For the function’s parents, this is the number of times this parent called the function / the total number of times the function was called. For the function’s children, this is the number of times the function called this child / the total number of times the child was called
name – The name of the current function. The index number is printed after it. If the function is a member of a cycle, the cycle number is printed between the function’s name and the index number.
For the function’s parents, this is the name of the parent. For the function’s children, this is the name of the child.
Step 08 Exclude a particular function
To exclude a particular function from the flat profile or call graph, use the -P or -Q option respectively, along with the function name as
For example, the following command would exclude the flat profile- and call graph-related details of func_a :
gprof -b -Pfunc_a -Qfunc_a sampleCode gmon.out > prof_output
Step 09 Profile a particular function
To fetch the flat profile and call graph information of only a particular function, use the -p and -q options respectively along with the function name as the argument.
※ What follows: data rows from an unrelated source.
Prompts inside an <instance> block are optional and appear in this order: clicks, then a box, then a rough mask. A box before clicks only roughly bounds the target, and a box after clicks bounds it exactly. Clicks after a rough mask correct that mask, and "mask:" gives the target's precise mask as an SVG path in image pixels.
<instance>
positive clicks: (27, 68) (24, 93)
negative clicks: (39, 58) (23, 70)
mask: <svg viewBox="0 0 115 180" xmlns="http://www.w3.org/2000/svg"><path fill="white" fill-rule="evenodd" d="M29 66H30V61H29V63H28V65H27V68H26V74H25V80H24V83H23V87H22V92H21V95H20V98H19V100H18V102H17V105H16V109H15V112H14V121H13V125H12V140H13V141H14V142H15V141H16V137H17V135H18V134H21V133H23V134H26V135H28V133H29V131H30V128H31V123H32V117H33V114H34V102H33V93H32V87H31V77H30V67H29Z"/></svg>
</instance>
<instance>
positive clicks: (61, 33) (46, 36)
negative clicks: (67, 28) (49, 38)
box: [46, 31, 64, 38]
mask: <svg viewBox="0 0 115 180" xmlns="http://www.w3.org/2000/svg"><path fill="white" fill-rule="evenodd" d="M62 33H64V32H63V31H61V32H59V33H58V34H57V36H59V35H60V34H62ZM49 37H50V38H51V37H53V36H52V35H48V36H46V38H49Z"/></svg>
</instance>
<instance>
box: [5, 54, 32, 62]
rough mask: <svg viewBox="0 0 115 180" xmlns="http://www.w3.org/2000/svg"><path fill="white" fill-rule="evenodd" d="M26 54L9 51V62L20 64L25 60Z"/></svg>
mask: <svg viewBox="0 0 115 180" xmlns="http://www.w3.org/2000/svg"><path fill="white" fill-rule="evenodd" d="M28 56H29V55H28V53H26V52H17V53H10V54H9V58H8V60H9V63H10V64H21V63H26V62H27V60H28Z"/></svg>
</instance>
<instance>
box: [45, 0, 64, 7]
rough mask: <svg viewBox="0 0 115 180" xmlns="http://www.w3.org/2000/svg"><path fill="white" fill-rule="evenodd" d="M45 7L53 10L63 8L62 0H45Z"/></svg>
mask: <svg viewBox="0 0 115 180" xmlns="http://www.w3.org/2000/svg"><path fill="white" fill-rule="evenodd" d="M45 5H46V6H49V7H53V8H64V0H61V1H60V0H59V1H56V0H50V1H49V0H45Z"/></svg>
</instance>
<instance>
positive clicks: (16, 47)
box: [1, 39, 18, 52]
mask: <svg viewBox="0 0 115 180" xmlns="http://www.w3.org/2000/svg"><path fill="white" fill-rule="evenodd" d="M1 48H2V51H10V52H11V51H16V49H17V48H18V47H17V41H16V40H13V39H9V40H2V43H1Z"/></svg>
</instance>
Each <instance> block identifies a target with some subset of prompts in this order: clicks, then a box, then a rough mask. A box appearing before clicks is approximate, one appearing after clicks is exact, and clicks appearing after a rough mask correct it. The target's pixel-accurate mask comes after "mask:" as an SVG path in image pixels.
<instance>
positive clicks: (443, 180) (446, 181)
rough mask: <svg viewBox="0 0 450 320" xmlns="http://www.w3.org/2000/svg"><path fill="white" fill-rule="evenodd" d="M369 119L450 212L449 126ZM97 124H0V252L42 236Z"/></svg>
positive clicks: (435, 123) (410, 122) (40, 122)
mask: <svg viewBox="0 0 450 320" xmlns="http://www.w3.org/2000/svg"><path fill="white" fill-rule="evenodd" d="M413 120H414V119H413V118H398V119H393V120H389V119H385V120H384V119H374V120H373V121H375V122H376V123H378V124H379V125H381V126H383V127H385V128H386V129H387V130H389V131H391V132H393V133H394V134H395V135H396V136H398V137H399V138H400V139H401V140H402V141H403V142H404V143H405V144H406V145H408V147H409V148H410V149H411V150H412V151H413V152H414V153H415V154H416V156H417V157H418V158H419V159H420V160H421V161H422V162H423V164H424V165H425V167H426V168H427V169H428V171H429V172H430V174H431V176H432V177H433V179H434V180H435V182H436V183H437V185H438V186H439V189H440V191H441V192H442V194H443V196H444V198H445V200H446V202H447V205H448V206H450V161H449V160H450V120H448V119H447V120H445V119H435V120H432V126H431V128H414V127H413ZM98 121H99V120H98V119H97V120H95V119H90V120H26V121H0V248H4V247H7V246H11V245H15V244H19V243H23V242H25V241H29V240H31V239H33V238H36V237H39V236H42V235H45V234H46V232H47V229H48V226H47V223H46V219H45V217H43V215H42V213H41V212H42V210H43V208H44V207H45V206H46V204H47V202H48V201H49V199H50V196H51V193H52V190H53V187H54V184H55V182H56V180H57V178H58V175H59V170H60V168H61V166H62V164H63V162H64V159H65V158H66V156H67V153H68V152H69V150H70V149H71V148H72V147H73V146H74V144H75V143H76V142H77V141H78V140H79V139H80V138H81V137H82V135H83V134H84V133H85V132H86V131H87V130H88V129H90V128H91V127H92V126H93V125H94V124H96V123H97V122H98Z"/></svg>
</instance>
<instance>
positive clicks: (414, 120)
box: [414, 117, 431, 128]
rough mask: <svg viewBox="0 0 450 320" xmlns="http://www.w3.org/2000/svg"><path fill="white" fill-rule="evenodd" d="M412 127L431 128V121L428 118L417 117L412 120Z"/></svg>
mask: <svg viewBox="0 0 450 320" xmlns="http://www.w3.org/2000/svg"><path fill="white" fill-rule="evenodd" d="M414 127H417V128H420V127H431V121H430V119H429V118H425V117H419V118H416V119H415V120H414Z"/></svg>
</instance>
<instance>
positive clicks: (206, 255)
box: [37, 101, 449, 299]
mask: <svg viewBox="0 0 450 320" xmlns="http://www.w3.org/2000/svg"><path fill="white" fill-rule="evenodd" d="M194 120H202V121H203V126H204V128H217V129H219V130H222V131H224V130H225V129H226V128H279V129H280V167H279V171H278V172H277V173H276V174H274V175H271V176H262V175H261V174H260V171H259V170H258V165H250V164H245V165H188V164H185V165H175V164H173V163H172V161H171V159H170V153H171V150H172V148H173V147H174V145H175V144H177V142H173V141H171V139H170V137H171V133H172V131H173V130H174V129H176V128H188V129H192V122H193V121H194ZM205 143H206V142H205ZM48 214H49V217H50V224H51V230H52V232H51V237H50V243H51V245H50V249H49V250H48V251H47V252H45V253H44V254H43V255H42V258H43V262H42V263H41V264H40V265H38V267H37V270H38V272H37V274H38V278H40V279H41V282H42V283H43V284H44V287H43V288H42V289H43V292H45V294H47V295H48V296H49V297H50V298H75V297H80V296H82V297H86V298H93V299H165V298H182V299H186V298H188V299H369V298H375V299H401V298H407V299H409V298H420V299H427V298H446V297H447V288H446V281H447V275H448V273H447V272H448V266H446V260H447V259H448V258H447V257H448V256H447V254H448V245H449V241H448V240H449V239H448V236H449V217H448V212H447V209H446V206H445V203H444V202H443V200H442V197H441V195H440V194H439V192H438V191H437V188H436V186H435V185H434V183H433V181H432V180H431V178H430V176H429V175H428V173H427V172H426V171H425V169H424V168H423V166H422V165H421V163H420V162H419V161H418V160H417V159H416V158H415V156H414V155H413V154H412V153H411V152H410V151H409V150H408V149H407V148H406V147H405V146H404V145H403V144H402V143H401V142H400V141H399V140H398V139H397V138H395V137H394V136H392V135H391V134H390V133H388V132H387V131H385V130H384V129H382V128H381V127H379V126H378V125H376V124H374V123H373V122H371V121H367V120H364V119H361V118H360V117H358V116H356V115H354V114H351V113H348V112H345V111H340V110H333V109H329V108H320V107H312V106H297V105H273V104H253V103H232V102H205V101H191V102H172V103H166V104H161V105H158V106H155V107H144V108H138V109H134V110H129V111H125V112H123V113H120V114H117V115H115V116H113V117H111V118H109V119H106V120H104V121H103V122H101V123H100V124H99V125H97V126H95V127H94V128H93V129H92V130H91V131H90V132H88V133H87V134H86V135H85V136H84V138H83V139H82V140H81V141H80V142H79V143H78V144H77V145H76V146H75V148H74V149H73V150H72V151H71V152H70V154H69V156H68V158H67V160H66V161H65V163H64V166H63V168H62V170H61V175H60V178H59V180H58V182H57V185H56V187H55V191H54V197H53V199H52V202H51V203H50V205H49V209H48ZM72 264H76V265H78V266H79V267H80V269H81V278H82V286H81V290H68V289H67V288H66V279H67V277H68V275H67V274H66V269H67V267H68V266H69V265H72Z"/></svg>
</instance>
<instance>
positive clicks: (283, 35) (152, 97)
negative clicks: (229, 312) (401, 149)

For example, the following command would produce the flat profile- and call graph-related details of func_a:
gprof -b -pfunc_a -qfunc_a sampleCode gmon.out > prof_output
Step 10 Suppress verbose blurbs
By default, the gprof output contains detailed explanation of each column of flat profile and call graph. This is good for beginners, but you may want to suppress these details once you know everything. The command-line option -b (or -brief) can be used for this purpose.